HBase的table是该region切分的,client操作一个row的时候,如何知道这个row对应的region是在哪台Region server上呢?这里有个region location过程。主要涉及到2张系统表,-ROOT-,.META.。其结构见图
在zookeeper的/hbase/root-region-server节点中存着-ROOT-表所在的Region Server地址。
-ROOT-表的一个row代表着META的一个region信息,其key的结构是META表名,META表Region的startkey,RegionId。其value的主要保存regioninfo和server信息。ROOT表不能split
.META.表的一个row代表着用户表的一个region信息,其key的结构是其实就是用户表的regionName,用户表名,startKey,RegionId。其value同样保存着regioninfo和server信息。META表可以split,但是一个region默认有128M,可以存上亿个用户表的region信息,所以一般不会split。
其查找过程如下:
1.通过zk getData拿-ROOT-表的location
2.RPC -ROOT-表的rs,getClosestRowBefore,拿row对应的meta表的region location
3.RPC .META.表的某一个region,拿该row在真实table所在的region location
4.RPC对应region
region location需要3次网络IO,为了提升性能,client会cache数据。

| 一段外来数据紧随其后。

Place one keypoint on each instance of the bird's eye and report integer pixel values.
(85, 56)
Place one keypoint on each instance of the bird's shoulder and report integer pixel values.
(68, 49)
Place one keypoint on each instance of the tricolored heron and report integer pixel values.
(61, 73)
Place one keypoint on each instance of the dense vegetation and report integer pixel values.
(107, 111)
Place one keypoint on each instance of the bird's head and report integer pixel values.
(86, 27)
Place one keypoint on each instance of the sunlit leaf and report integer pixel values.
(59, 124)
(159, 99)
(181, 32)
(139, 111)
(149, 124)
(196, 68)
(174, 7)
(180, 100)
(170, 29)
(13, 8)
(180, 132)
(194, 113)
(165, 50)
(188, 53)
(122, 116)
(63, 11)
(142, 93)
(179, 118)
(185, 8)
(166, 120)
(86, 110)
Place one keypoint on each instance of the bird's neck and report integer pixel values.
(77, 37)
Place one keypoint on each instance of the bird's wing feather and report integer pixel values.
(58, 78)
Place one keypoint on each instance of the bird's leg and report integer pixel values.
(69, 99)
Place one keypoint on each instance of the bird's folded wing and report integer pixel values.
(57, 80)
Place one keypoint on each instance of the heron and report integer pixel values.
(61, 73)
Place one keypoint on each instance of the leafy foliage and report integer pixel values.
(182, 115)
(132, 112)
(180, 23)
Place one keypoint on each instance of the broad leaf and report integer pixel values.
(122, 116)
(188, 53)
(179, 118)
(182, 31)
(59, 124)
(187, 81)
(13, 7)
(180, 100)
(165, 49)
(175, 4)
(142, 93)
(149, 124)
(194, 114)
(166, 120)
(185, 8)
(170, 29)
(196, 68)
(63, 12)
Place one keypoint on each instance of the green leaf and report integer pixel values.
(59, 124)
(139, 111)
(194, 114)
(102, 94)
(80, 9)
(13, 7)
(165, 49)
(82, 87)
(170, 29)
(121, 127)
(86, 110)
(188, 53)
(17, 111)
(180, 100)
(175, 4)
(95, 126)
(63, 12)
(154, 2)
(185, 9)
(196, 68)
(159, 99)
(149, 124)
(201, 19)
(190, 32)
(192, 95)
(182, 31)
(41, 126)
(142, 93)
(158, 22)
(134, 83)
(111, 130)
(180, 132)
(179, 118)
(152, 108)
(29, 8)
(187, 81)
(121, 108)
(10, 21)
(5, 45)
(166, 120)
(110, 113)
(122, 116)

LocationCache是一个2级Map,第一级的key是tableName的hash值,第二级的key是starRow,用SoftValueSortedMap包装了TreeMap实现,用软引用实现cache,内存不够时才会回收。Cache里存在META表和用户表的region location信息。
其代码实现如下,0.94版本:
HConnectionManager locateRegion入口
private HRegionLocation locateRegion(final byte [] tableName,
final byte [] row, boolean useCache)
throws IOException {
.......
//检查下都应的zkTracker是否启动
ensureZookeeperTrackers();
//如果是-ROOT-表,则通过zk节点/hbase/root-region-server获取-ROOT-表所在的Location
if (Bytes.equals(tableName, HConstants.ROOT_TABLE_NAME)) {
try {
//通过zk的getData接口拿节点数据,此处会等待节点数据就位或者超时
ServerName servername = this.rootRegionTracker.waitRootRegionLocation(this.rpcTimeout);
LOG.debug("Looked up root region location, connection=" + this +
"; serverName=" + ((servername == null)? "": servername.toString()));
if (servername == null) return null;
//返回一个拼装的HRegionLocation,因为-ROOT-表只有一个region,而且不会split
return new HRegionLocation(HRegionInfo.ROOT_REGIONINFO,
servername.getHostname(), servername.getPort());
} catch (InterruptedException e) {
Thread.currentThread().interrupt();
return null;
}
}
//如果是.META.表,则请求.META.表,这里的row其实就是请求row拼装的regionName,类似test,key1,99999999999999
//如果没命中cache,则继续请求-ROOT-表,拿到这个row对应的.META.表的region location
else if (Bytes.equals(tableName, HConstants.META_TABLE_NAME)) {
return locateRegionInMeta(HConstants.ROOT_TABLE_NAME, tableName, row,
useCache, metaRegionLock);
}
//如果是用户表,则请求用户表,这里的row就是key1
//如果没命中cache,则请求.META.表,获取该row对应的region location
else {
// Region not in the cache - have to go to the meta RS
return locateRegionInMeta(HConstants.META_TABLE_NAME, tableName, row,
useCache, userRegionLock);
}
}
locateRegionInMeta方法
private HRegionLocation locateRegionInMeta(final byte [] parentTable,
final byte [] tableName, final byte [] row, boolean useCache,
Object regionLockObject)
throws IOException {
HRegionLocation location;
// If we are supposed to be using the cache, look in the cache to see if
// we already have the region.
//先读cache,cache没有再往上找
//注意如果rowkey的region locatin变化了,RPC的时候会失败,客户端做重试的时候useCache是false
if (useCache) {
location = getCachedLocation(tableName, row);
if (location != null) {
return location;
}
}
// build the key of the meta region we should be looking for.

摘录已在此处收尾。